Some insist Gaga exploits Christian and especially Catholic symbols for shock value, rather than admitting they could be part of an honest attempt to wrestle with spiritual issues. I think some critics simply have trouble believing someone like Gaga could be sincere. Or perhaps it’s just the easiest way to dismiss her work. Don’t get me wrong. I cringed watching her dressed in a fetishized nun costume in the Alejandro video, which among her hits so far had the least redeeming value. But I do think she was sincerely trying to express something, to externalize her struggles through the imagery.

In the “Judas” video, Gaga (apparently as Mary Magdalene, though some story lines are blurred together in both the lyrics and the video) rides with Jesus in a motorcycle gang, while pining after bad boy Judas, a beer-guzzling thug who’s also in the gang. We see Gaga turning away from Judas in favor of Jesus again and again. At one point, she washes Jesus’ feet just before the most notable lines in the song:

I wanna love you,
But something’s pulling me away from you.
Jesus is my virtue,
Judas is the demon I cling to.

Lady Gaga’s creative director, Laurieann Gibson, described the creative process the team went through in completing the “Judas” video this way: “It was amazing because to have that conversation about salvation, peace and the search for the truth in a room of non-believers and believers, to me, that was saying God is active in a big way.”

This is not the stuff of pop music. It’s a cultural phenomenon. And that perhaps is where we get to the root of the problem some have with Gaga. Unlike any other current pop star at the global level, Gaga writes about, talks about and openly struggles with spiritual issues in almost every song she writes. Most shocking in our current culture, she mentions Jesus by name. In Judas, she says “Jesus is my virtue.” In “You and I,” about an old boyfriend she calls Nebraska, Gaga says, “There’s only three men I served my whole life / It’s my dad and Nebraska and Jesus Christ.”
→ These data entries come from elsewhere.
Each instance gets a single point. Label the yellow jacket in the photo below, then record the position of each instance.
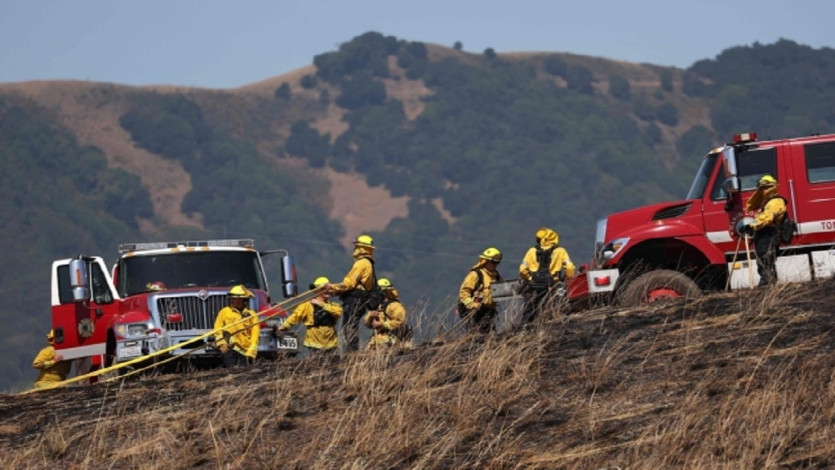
(50, 370)
(772, 208)
(483, 295)
(559, 257)
(361, 275)
(243, 336)
(316, 337)
(395, 315)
So while some may like to dismiss her as disingenuous, it is exactly Gaga’s genuineness that is a threat. While an R&B artist singing crudely about sex is clearly defined in their role outside the spiritual conversation, Gaga dares to jump right into the middle of it. And while she’s there, with a bully pulpit speaking to millions, she dares to say things like, “I’m beautiful in my way, cause God makes no mistakes.” This is much more dangerous in some people’s minds than empty pop music. Gaga calls her fans little monsters, her way of saying we are all fallen, all flawed, and that it is the misfits of society who can teach the comfortable a thing or two about God’s love and compassion. And that’s what she’s doing.